La primera es la dimensión relacional, centrada en la gestión de las personas y de los actores locales. Encontramos un claro ejemplo de armonía en aquellos destinos de gobernanza participativa que son capaces de articular mesas de trabajo periódicas. Al sentarse en una misma mesa de diálogo estructurado con empresarios, trabajadores, administraciones y asociaciones vecinales, el conflicto no desaparece, pero se gestiona de forma preventiva y se construye una sólida confianza relacional. En el extremo opuesto se sitúa la desarmonía del rechazo social, fruto de un crecimiento acelerado de alojamientos y flujos sin diálogo con los residentes. Sin canales institucionales para encauzar los distintos intereses, la inevitable ruptura entre el visitante y el residente acaba manifestándose en protestas y confrontación abierta.
En segundo lugar, debemos atender a la dimensión sistémica, que evalúa la coordinación entre las infraestructuras, los servicios públicos y los flujos de visitantes. Un destino opera con armonía sistémica cuando actúa como un todo coherente: coordina el transporte público, gestiona digitalmente las reservas, respeta la capacidad de carga y modula los horarios según la temporada para evitar cuellos de botella. Por el contrario, la desarmonía toma la forma de saturación y colapso estacional cuando se prioriza la promoción intensiva sin adaptar los servicios básicos. El resultado de esta falta de visión de conjunto es un transporte saturado, el deterioro del patrimonio y una pérdida drástica de calidad tanto para el ciudadano como para el turista.
Una tercera perspectiva indispensable es la dimensión institucional, que mide la coherencia real entre el discurso estratégico de una organización y su práctica diaria. La armonía institucional la encarnan, por ejemplo, aquellas empresas hoteleras que integran la sostenibilidad en su ADN operativo, traduciendo sus valores en compras a proveedores locales, eficiencia energética real y condiciones laborales dignas que incentiven al personal. Esta coherencia blinda su legitimidad y reputación. La desarmonía, en este ámbito, es el conocido “greenwashing” o lavado verde: organizaciones que despliegan campañas de marketing autodenominándose "eco-friendly" mientras mantienen operaciones intensivas en recursos y dinámicas de precarización laboral, lo que a la postre genera un profundo cinismo organizativo y la pérdida de credibilidad en el mercado.

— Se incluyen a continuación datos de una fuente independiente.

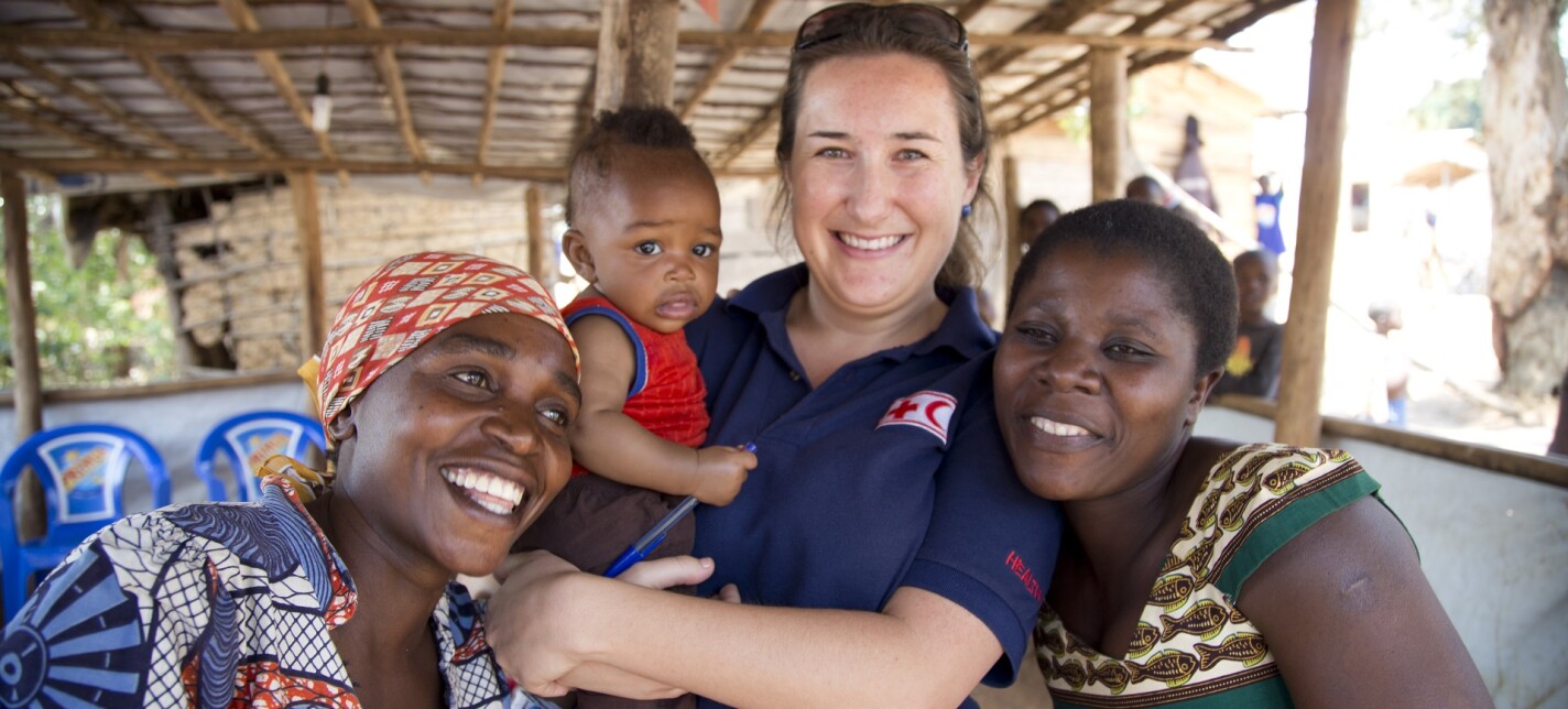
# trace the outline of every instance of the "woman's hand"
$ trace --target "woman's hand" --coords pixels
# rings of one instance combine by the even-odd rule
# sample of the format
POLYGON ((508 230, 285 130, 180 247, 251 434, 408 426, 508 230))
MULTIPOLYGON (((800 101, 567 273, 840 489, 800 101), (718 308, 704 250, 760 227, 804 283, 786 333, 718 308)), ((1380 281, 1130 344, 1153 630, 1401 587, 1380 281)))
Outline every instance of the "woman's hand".
POLYGON ((514 554, 495 569, 502 585, 489 601, 486 637, 506 676, 539 696, 560 696, 579 687, 637 700, 677 696, 684 690, 666 682, 590 660, 591 648, 575 643, 571 618, 594 615, 596 588, 615 590, 622 582, 668 588, 701 584, 712 574, 712 558, 668 557, 604 579, 549 552, 514 554))
POLYGON ((691 555, 665 557, 649 562, 638 562, 626 569, 616 580, 635 584, 643 588, 670 588, 698 585, 713 576, 713 560, 691 555))

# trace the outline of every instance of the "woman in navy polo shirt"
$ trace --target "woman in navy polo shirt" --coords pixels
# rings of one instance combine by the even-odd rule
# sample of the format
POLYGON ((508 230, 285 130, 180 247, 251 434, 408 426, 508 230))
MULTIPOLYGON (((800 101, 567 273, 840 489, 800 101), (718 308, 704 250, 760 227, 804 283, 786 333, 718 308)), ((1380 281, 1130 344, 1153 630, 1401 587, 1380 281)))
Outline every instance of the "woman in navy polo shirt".
POLYGON ((793 706, 956 706, 1011 681, 1060 514, 996 427, 967 220, 986 147, 952 16, 839 5, 801 25, 778 162, 804 264, 687 328, 707 442, 759 458, 731 505, 698 510, 702 590, 742 604, 533 557, 491 604, 508 673, 543 693, 793 706))

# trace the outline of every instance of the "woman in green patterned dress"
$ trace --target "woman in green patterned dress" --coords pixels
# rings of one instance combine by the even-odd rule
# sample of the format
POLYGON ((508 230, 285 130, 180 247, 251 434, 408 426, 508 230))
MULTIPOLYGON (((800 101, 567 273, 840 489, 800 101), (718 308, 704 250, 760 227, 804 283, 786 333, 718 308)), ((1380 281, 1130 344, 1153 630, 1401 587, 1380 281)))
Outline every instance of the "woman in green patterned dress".
POLYGON ((1192 438, 1236 307, 1220 251, 1140 202, 1062 216, 1019 265, 997 419, 1069 524, 1035 631, 1057 706, 1490 706, 1350 455, 1192 438))

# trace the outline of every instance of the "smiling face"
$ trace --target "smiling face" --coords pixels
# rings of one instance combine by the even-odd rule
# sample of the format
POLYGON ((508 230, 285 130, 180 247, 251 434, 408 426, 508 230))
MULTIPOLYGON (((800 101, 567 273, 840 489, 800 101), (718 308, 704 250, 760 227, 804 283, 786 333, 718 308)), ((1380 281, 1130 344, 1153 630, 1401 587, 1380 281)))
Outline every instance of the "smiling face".
POLYGON ((561 245, 572 267, 632 320, 674 333, 713 303, 718 188, 687 151, 616 147, 599 199, 561 245))
POLYGON ((398 568, 488 574, 566 485, 579 400, 560 333, 519 314, 464 320, 332 419, 334 496, 398 568))
POLYGON ((883 53, 812 67, 787 165, 811 287, 858 314, 928 303, 980 165, 963 157, 936 64, 883 53))
POLYGON ((996 354, 996 408, 1019 478, 1055 500, 1112 497, 1174 464, 1218 372, 1142 257, 1051 253, 996 354))

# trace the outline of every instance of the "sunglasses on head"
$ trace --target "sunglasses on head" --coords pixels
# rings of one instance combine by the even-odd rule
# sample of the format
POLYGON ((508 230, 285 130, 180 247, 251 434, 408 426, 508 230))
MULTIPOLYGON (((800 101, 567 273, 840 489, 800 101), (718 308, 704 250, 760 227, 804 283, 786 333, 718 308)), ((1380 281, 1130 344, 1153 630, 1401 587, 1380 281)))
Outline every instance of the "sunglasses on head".
POLYGON ((856 22, 873 14, 891 19, 897 28, 909 35, 941 39, 966 56, 969 55, 969 35, 964 31, 964 24, 941 8, 920 3, 844 3, 823 8, 801 22, 800 33, 795 35, 793 52, 837 39, 848 33, 848 28, 856 22))

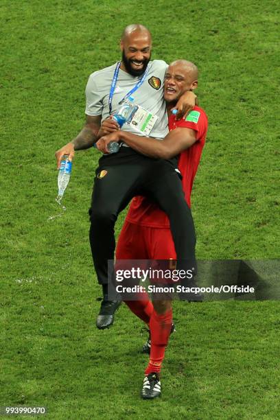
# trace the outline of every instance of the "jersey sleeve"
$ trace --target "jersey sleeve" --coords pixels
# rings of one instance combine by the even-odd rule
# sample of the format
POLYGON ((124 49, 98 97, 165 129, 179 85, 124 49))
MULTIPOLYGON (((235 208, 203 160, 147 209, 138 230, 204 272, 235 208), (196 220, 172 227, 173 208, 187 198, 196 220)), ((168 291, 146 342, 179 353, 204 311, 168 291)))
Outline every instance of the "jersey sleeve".
POLYGON ((207 117, 202 110, 193 110, 182 118, 176 124, 177 127, 191 128, 196 131, 196 139, 201 139, 207 129, 207 117))
POLYGON ((84 113, 86 115, 100 115, 102 113, 102 97, 98 93, 94 74, 91 74, 86 86, 86 109, 84 113))

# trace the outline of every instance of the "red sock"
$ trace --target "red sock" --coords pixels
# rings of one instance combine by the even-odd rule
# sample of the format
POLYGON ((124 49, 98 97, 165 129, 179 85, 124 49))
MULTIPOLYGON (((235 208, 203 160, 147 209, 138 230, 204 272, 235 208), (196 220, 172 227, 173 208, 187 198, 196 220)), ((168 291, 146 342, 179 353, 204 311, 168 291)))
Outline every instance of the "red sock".
POLYGON ((152 372, 159 373, 161 371, 161 364, 170 335, 172 325, 172 309, 163 314, 157 314, 154 309, 150 320, 151 351, 149 364, 145 371, 145 375, 148 375, 152 372))
POLYGON ((143 296, 143 300, 141 301, 124 301, 124 303, 138 318, 140 318, 146 324, 149 324, 154 307, 152 302, 149 301, 148 294, 147 296, 148 299, 143 296))

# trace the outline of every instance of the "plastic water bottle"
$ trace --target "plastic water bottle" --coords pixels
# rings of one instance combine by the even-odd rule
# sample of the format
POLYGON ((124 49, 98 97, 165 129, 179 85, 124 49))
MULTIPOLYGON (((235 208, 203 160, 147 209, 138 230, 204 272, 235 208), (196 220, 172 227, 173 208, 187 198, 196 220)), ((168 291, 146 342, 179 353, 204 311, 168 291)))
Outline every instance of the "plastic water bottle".
POLYGON ((117 113, 113 116, 121 128, 124 123, 128 121, 131 113, 134 109, 133 101, 133 96, 128 96, 128 97, 122 104, 119 110, 117 111, 117 113))
POLYGON ((69 182, 71 170, 72 162, 68 160, 67 155, 63 156, 60 162, 58 176, 58 194, 56 201, 59 203, 68 185, 68 183, 69 182))

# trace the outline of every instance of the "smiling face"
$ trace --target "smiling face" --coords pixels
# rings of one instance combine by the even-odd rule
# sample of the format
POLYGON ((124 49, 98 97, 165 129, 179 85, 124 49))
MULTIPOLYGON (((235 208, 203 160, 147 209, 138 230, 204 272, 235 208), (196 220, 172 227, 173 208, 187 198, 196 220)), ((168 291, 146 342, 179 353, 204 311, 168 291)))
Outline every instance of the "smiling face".
POLYGON ((167 102, 176 102, 183 93, 197 87, 196 67, 188 63, 178 60, 168 67, 164 80, 164 99, 167 102))
POLYGON ((121 66, 133 76, 141 75, 151 57, 152 41, 150 33, 135 30, 126 34, 121 40, 121 66))

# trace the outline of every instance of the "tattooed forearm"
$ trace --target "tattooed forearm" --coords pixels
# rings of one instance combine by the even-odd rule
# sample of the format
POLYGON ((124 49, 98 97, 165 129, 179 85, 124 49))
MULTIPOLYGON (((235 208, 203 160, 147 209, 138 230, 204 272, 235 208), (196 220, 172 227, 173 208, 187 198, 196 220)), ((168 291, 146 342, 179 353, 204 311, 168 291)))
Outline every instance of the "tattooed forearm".
MULTIPOLYGON (((96 128, 98 131, 99 127, 96 128)), ((82 150, 91 148, 97 139, 96 129, 90 127, 89 125, 84 126, 79 132, 75 139, 71 143, 74 145, 75 150, 82 150)))

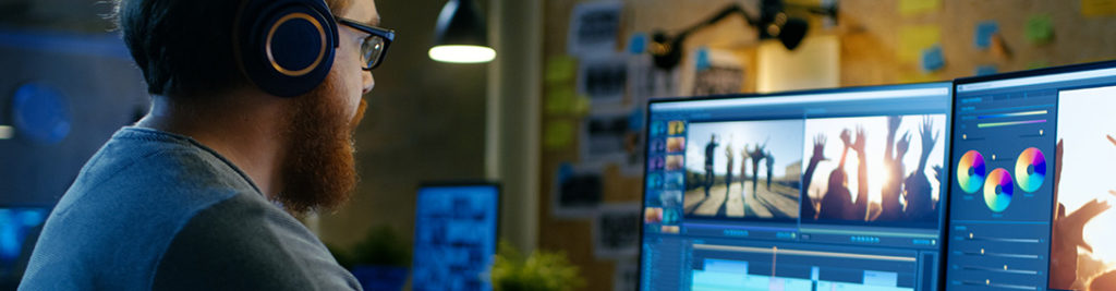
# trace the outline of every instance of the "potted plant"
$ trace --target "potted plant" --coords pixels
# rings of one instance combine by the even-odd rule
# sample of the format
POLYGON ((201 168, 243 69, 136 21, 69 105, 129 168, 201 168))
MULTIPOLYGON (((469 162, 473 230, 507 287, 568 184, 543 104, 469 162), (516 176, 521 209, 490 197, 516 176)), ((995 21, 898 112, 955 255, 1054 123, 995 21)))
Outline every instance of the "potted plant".
POLYGON ((339 264, 353 272, 364 290, 398 291, 407 282, 411 245, 388 225, 369 229, 352 252, 327 248, 339 264))
POLYGON ((522 254, 507 241, 500 241, 492 263, 492 288, 497 291, 568 291, 585 285, 577 266, 564 252, 537 250, 522 254))

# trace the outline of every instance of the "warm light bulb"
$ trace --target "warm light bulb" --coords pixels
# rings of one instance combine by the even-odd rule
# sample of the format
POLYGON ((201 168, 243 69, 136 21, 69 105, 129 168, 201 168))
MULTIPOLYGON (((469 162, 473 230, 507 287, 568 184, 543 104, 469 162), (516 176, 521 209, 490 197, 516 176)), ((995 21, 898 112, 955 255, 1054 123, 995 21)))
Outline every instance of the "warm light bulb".
POLYGON ((488 62, 496 58, 496 50, 481 46, 436 46, 430 48, 430 58, 436 61, 475 64, 488 62))

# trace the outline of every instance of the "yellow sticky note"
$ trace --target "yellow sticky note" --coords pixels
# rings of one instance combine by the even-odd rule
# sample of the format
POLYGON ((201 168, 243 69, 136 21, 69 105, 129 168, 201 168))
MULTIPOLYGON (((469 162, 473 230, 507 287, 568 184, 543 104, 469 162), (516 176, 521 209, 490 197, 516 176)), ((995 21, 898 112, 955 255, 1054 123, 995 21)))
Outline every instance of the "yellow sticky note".
POLYGON ((1081 0, 1081 16, 1116 16, 1116 0, 1081 0))
POLYGON ((577 71, 577 59, 568 55, 557 55, 547 58, 547 84, 564 83, 574 79, 577 71))
POLYGON ((914 16, 937 10, 942 0, 899 0, 899 14, 914 16))
POLYGON ((942 29, 937 26, 907 26, 899 28, 899 43, 895 57, 899 61, 917 64, 922 51, 942 40, 942 29))
POLYGON ((570 86, 552 86, 547 91, 546 113, 549 115, 565 115, 574 113, 577 103, 577 95, 570 86))
POLYGON ((546 149, 569 148, 574 140, 574 122, 551 120, 547 124, 545 134, 542 145, 546 149))

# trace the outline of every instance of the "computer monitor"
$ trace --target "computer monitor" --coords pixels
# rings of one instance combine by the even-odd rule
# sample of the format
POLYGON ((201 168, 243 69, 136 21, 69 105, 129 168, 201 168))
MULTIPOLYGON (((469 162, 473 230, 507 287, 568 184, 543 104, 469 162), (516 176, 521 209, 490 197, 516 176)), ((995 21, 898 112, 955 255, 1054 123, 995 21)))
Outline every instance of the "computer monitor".
POLYGON ((951 84, 653 100, 642 290, 935 290, 951 84))
POLYGON ((947 287, 1116 290, 1116 62, 955 86, 947 287))
POLYGON ((500 187, 427 184, 415 208, 413 290, 492 290, 500 187))

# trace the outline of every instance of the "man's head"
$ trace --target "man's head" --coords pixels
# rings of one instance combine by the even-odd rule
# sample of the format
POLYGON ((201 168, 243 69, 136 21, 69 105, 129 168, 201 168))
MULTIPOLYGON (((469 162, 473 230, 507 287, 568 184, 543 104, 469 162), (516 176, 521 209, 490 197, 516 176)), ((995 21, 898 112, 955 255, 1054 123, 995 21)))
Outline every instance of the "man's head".
MULTIPOLYGON (((171 106, 204 100, 220 106, 232 93, 261 93, 240 69, 234 31, 244 1, 117 0, 125 43, 148 84, 148 91, 171 106)), ((372 0, 326 0, 334 16, 377 25, 372 0)), ((362 59, 369 33, 336 25, 334 61, 324 81, 291 98, 272 97, 283 110, 275 116, 281 143, 272 198, 302 212, 346 201, 356 182, 352 134, 363 115, 360 97, 374 80, 362 59)))

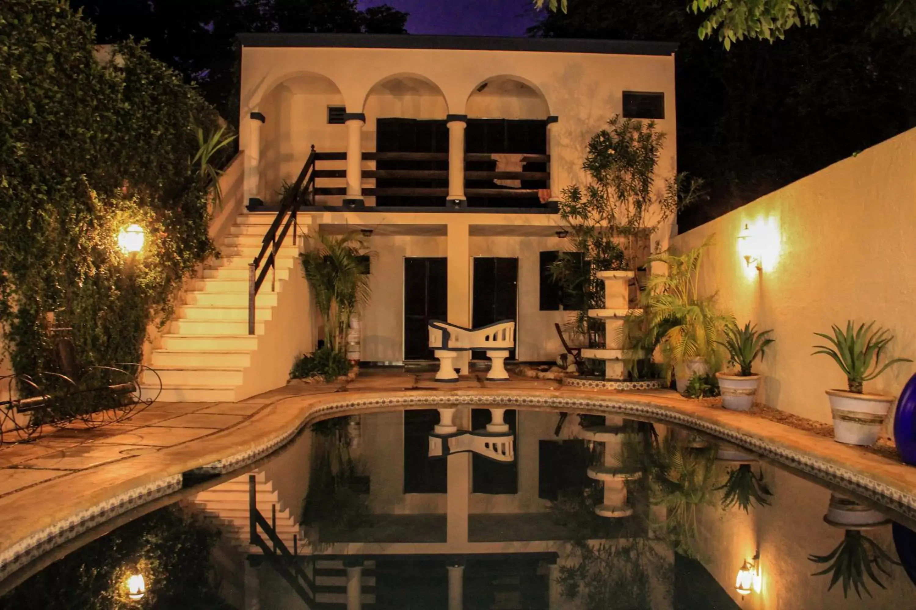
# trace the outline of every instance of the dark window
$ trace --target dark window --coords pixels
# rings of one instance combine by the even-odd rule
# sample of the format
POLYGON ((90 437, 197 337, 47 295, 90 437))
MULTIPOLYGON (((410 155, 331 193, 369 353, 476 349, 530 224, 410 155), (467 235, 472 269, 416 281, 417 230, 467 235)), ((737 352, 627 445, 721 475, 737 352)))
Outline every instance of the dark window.
POLYGON ((343 125, 344 123, 344 115, 345 113, 345 106, 328 106, 328 124, 343 125))
POLYGON ((665 94, 624 91, 624 118, 665 118, 665 94))
POLYGON ((360 266, 360 270, 359 270, 360 273, 362 273, 363 275, 368 275, 369 273, 372 273, 372 267, 371 267, 371 264, 369 262, 369 255, 368 254, 362 254, 360 256, 357 256, 356 257, 356 261, 358 262, 359 266, 360 266))
POLYGON ((557 250, 540 252, 540 311, 560 309, 563 288, 551 273, 551 265, 556 262, 559 256, 560 251, 557 250))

Finalmente, la dimensión stakeholders—territorio obliga a observar el impacto del modelo de negocio en el resto de grupos de interés que operan en el destino. El turismo rural integrado ilustra muy bien el escenario armonioso, al tratarse habitualmente de proyectos a escala humana que colaboran estrechamente con los productores locales, respetan el entorno ambiental y distribuyen los beneficios de forma equitativa, garantizando su viabilidad a largo plazo. El contrapunto lo ofrecen los resorts y grandes complejos que funcionan de manera aislada, concentrando el consumo dentro de sus muros y ofreciendo empleo precario. Esta relación extractiva genera una asimetría económica dependiente y siembra las semillas de un conflicto latente con la comunidad de acogida.
En definitiva, la gestión del turismo del siglo XXI nos exige transitar de la desarmonía (marcada por el conflicto social, el colapso de los subsistemas que dan forma al sector, el marketing vacío y la explotación de recursos) hacia modelos basados en el diálogo, la coordinación técnica, la coherencia ética y la compatibilidad con el territorio. El reto para los agentes públicos y privados es grande, pero la recompensa será asegurar la supervivencia y relevancia en el tiempo de esta fundamental actividad económica.